GRAFODOCUMENTOSCÓPICAS

Clemilton Ataíde Cavalcante Filho 1

RESUMO
A perícia documentoscópica é, fundamentalmente, uma análise de observação, sendo o Perito
o referencial. Portanto, as limitações fisiológicas do observador, necessariamente, serão
condicionantes na extensão do resultado obtido. O homem percebe sinais sonoros no intervalo
de 20 a 20.000 Hz, e visualiza somente objetos que emitam radiação dentro do intervalo de
400 a 760 nm (HALLIDAY, 1966), o que o classifica como de baixa percepção auditiva e
visual.
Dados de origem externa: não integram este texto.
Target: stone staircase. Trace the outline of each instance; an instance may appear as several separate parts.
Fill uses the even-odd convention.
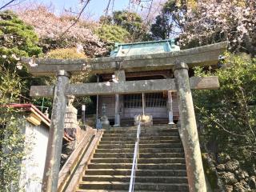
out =
[[[77,192],[128,191],[137,126],[104,131]],[[178,132],[170,126],[142,126],[135,191],[188,191]]]

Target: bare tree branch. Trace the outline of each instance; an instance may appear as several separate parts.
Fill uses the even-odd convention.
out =
[[[3,8],[6,7],[8,5],[10,5],[10,3],[12,3],[13,2],[14,2],[15,0],[11,0],[9,2],[7,2],[6,4],[5,4],[3,6],[2,6],[0,8],[0,10],[2,10]]]

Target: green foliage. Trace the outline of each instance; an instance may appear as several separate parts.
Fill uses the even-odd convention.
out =
[[[100,23],[104,25],[106,24],[107,27],[103,30],[104,33],[105,31],[113,30],[118,30],[118,34],[120,34],[121,30],[116,26],[122,27],[126,31],[128,31],[129,34],[126,31],[122,31],[122,34],[127,34],[127,36],[122,37],[122,38],[119,37],[117,40],[123,39],[122,42],[125,42],[124,40],[131,38],[132,42],[136,42],[146,40],[146,38],[148,38],[146,26],[143,24],[142,18],[134,12],[129,12],[128,10],[114,11],[112,16],[102,16],[100,18]],[[102,34],[101,34],[101,36],[102,36]],[[109,34],[107,34],[108,37],[106,37],[106,39],[110,40],[110,36],[114,34],[109,35]],[[112,39],[115,40],[114,38],[112,38]]]
[[[151,25],[150,31],[154,39],[167,39],[170,38],[171,26],[169,25],[168,15],[158,15],[155,22]]]
[[[207,73],[195,69],[196,75],[217,75],[221,85],[217,90],[194,91],[198,121],[203,127],[201,140],[205,145],[214,141],[220,151],[251,165],[256,145],[256,59],[226,56],[220,69]]]
[[[21,56],[38,55],[42,52],[36,45],[38,38],[32,26],[25,25],[14,13],[0,12],[0,31],[2,49],[14,50]]]
[[[25,136],[21,130],[24,121],[18,121],[18,113],[13,109],[4,110],[0,115],[0,191],[20,191],[21,161],[26,155]]]
[[[114,11],[113,13],[114,23],[122,26],[129,31],[131,34],[139,33],[142,29],[142,19],[136,13],[127,10]]]
[[[181,32],[182,24],[181,19],[184,15],[184,6],[178,1],[169,0],[164,4],[161,13],[151,25],[150,31],[154,39],[177,38]]]

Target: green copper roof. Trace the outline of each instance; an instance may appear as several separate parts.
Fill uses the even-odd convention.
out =
[[[180,50],[174,39],[134,43],[116,43],[110,57],[124,57],[150,54],[161,54]]]

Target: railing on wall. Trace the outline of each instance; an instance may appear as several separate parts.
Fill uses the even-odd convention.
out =
[[[135,174],[136,174],[136,170],[138,169],[138,159],[139,158],[138,150],[139,150],[140,134],[141,134],[141,123],[139,122],[137,127],[137,138],[136,138],[136,142],[134,146],[133,166],[132,166],[131,173],[130,173],[129,192],[133,192],[134,190]]]

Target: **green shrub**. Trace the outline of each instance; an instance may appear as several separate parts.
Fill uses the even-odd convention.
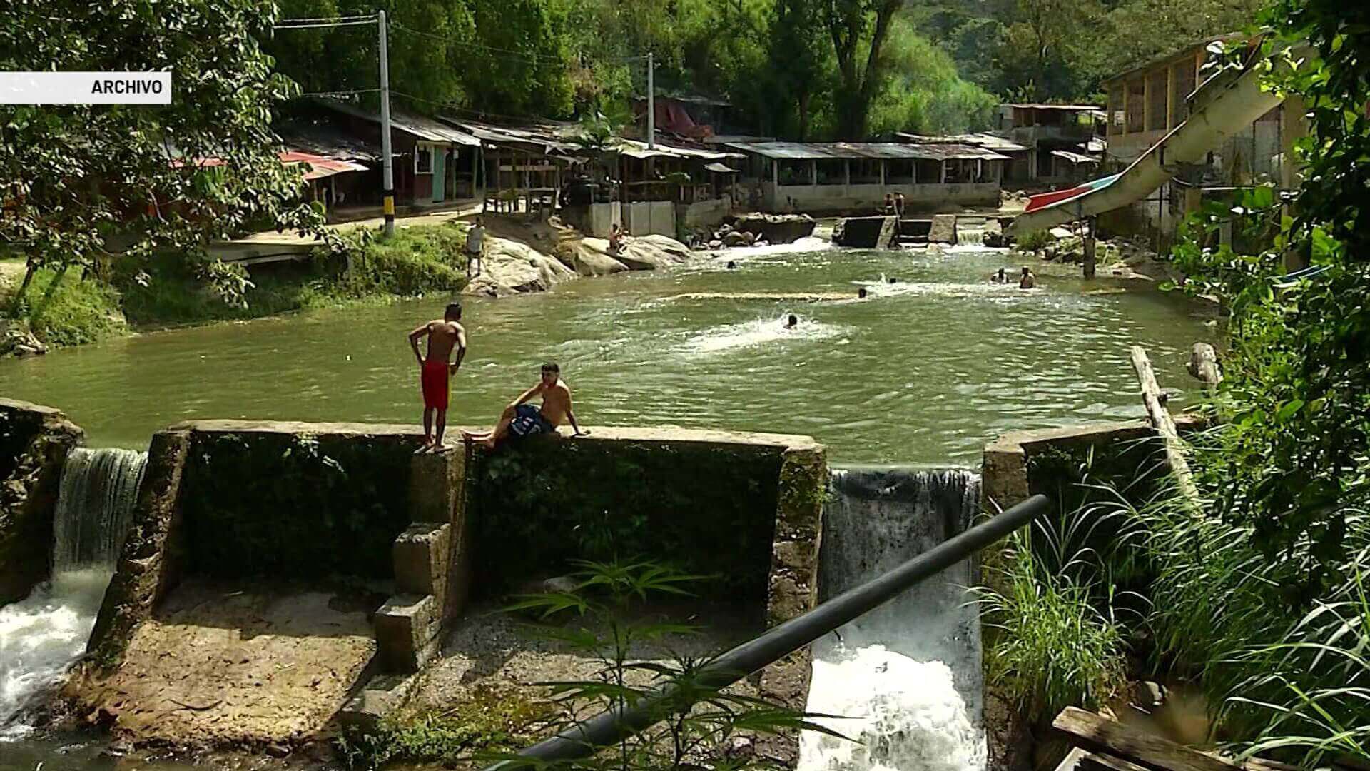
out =
[[[1034,715],[1103,707],[1126,682],[1126,648],[1111,613],[1095,606],[1101,587],[1054,569],[1029,535],[1014,534],[1010,543],[1007,564],[996,569],[1000,587],[975,590],[992,630],[989,682]]]
[[[1037,251],[1054,243],[1056,243],[1056,237],[1047,230],[1029,230],[1018,236],[1018,248],[1021,251]]]
[[[5,310],[12,307],[8,294],[3,302]],[[126,331],[119,292],[104,281],[82,277],[81,268],[64,273],[47,268],[34,272],[16,316],[49,346],[95,343]]]

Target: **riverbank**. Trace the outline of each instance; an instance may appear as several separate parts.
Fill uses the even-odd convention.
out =
[[[136,332],[245,321],[304,310],[388,305],[432,295],[508,296],[582,276],[681,265],[693,252],[664,236],[632,239],[608,255],[603,239],[552,222],[486,215],[484,265],[467,278],[469,221],[400,224],[395,236],[353,230],[353,248],[315,248],[299,261],[245,266],[181,255],[121,258],[89,270],[34,272],[22,299],[21,258],[0,259],[0,355],[41,354]]]

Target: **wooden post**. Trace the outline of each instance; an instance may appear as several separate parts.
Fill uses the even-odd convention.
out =
[[[1095,218],[1091,217],[1089,220],[1085,221],[1085,237],[1084,237],[1085,259],[1082,263],[1085,270],[1085,278],[1095,277],[1095,269],[1096,269],[1095,247],[1097,246],[1095,230],[1096,230]]]
[[[1132,368],[1137,372],[1137,381],[1141,384],[1141,401],[1147,405],[1147,417],[1151,425],[1160,434],[1166,446],[1166,461],[1175,476],[1175,486],[1180,494],[1192,506],[1199,508],[1199,488],[1195,487],[1193,475],[1189,472],[1189,461],[1185,460],[1184,446],[1180,443],[1180,432],[1175,431],[1175,421],[1166,410],[1164,399],[1160,395],[1160,386],[1156,384],[1156,373],[1151,369],[1151,359],[1141,346],[1132,347]]]
[[[1189,350],[1189,375],[1203,380],[1204,388],[1212,394],[1222,383],[1222,370],[1218,369],[1218,351],[1208,343],[1195,343]]]

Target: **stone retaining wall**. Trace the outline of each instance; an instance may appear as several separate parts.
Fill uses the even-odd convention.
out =
[[[59,410],[0,399],[0,605],[48,579],[62,465],[82,438]]]

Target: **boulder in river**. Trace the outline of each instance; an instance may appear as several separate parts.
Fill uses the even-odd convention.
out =
[[[814,225],[808,214],[747,214],[737,218],[734,228],[759,233],[771,244],[790,244],[814,235]]]
[[[606,239],[571,239],[556,244],[556,258],[580,276],[608,276],[629,270],[608,251]]]

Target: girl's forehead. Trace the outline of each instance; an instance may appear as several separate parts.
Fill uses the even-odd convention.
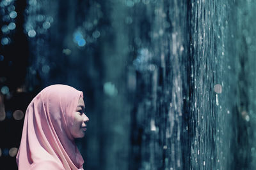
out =
[[[80,97],[78,101],[78,106],[83,106],[84,107],[84,101],[82,97]]]

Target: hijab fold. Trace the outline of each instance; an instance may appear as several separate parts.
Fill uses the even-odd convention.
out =
[[[16,157],[20,170],[83,169],[84,160],[70,129],[83,92],[64,85],[42,90],[26,112]]]

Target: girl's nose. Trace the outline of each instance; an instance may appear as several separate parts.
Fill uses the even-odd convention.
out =
[[[88,117],[84,114],[84,122],[87,122],[89,121]]]

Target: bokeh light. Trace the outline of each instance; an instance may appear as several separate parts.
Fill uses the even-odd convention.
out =
[[[13,118],[16,120],[20,120],[24,118],[24,113],[21,110],[15,110],[13,113]]]
[[[2,31],[3,33],[8,33],[8,27],[6,25],[2,26],[1,30]]]
[[[16,24],[14,22],[11,22],[9,24],[8,28],[10,30],[13,30],[16,28]]]
[[[214,92],[218,94],[221,94],[222,92],[222,86],[220,84],[215,85]]]
[[[9,150],[9,155],[11,157],[14,157],[15,156],[16,156],[17,152],[18,152],[17,148],[12,148]]]
[[[15,18],[17,17],[17,13],[16,11],[13,11],[10,12],[9,15],[10,15],[10,17],[11,17],[11,18],[14,19]]]
[[[2,39],[1,39],[1,43],[3,45],[8,45],[10,43],[10,40],[8,38],[5,37],[2,38]]]
[[[36,36],[36,31],[35,31],[35,30],[33,30],[33,29],[29,30],[29,31],[28,31],[28,36],[29,36],[29,37],[31,37],[31,38],[35,37],[35,36]]]

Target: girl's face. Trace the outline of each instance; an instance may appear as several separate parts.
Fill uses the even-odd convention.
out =
[[[89,118],[85,115],[84,102],[83,97],[80,97],[76,108],[74,124],[71,127],[70,132],[74,138],[83,138],[86,131],[86,123]]]

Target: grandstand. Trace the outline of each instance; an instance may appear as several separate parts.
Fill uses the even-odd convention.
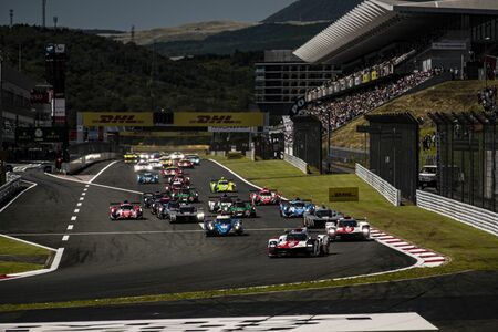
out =
[[[497,44],[498,1],[365,0],[294,55],[341,70],[305,93],[307,112],[336,129],[421,85],[494,77]]]

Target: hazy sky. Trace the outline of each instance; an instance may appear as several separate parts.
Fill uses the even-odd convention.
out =
[[[129,30],[183,23],[234,20],[260,21],[295,0],[46,0],[46,24],[70,28]],[[41,24],[42,0],[0,0],[0,24]]]

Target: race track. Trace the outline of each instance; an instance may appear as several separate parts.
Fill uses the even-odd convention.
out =
[[[90,179],[106,164],[87,168]],[[187,170],[207,211],[211,178],[234,178],[216,164]],[[258,217],[245,220],[247,236],[206,238],[198,224],[159,220],[145,210],[145,220],[110,221],[108,203],[139,200],[141,195],[56,179],[32,169],[24,178],[38,183],[0,214],[0,232],[52,248],[64,247],[59,270],[0,282],[0,303],[27,303],[184,292],[299,282],[356,276],[407,267],[414,260],[375,241],[333,242],[331,255],[318,258],[269,259],[268,238],[300,219],[283,219],[278,208],[258,207]],[[122,162],[105,169],[94,184],[136,191],[162,185],[137,185],[133,167]],[[238,195],[253,189],[235,178]],[[80,211],[74,214],[77,203]],[[71,220],[76,216],[76,220]],[[68,231],[68,225],[73,229]],[[62,241],[63,235],[70,235]]]

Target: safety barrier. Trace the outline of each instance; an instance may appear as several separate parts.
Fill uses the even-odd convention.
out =
[[[288,155],[288,154],[283,154],[283,160],[288,162],[289,164],[291,164],[292,166],[294,166],[295,168],[298,168],[299,170],[301,170],[304,174],[308,174],[308,164],[307,162],[294,157],[292,155]]]
[[[105,162],[111,160],[121,157],[117,153],[98,153],[98,154],[90,154],[82,156],[77,159],[72,160],[71,163],[68,163],[66,165],[63,165],[63,169],[66,174],[74,174],[79,170],[94,164],[97,162]]]
[[[0,203],[3,204],[12,195],[19,191],[21,186],[21,177],[18,175],[9,174],[8,181],[0,187]]]
[[[371,185],[382,196],[384,196],[392,205],[401,205],[401,190],[396,189],[378,175],[370,172],[360,164],[356,164],[356,175],[365,183]]]
[[[498,236],[496,212],[423,190],[417,190],[417,206]]]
Nestes termos, o presente artigo mostrará que a utilização de recursos óticos
adequados, tais como: fontes de luz de grande varredura espectral, filtros de luz, monitores
adequados e câmaras sensíveis a infravermelho e ultravioletas; estenderão os limites impostos
por sua natureza, possibilitando uma observação, por que não dizer um exame pericial, mais
acurada. Serão detalhados casos observados na Seção de Perícias Documentoscópicas do
Instituto de Criminalística da Polícia Civil do Distrito Federal, onde os exames só foram
possíveis com a utilização dos equipamentos óticos citados, dentre os quais destacamos o
Vídeo Spectro Comparator 2000.

Palavras-chave: Documentoscopia. Adulteração. Ultravioleta. Luminescência.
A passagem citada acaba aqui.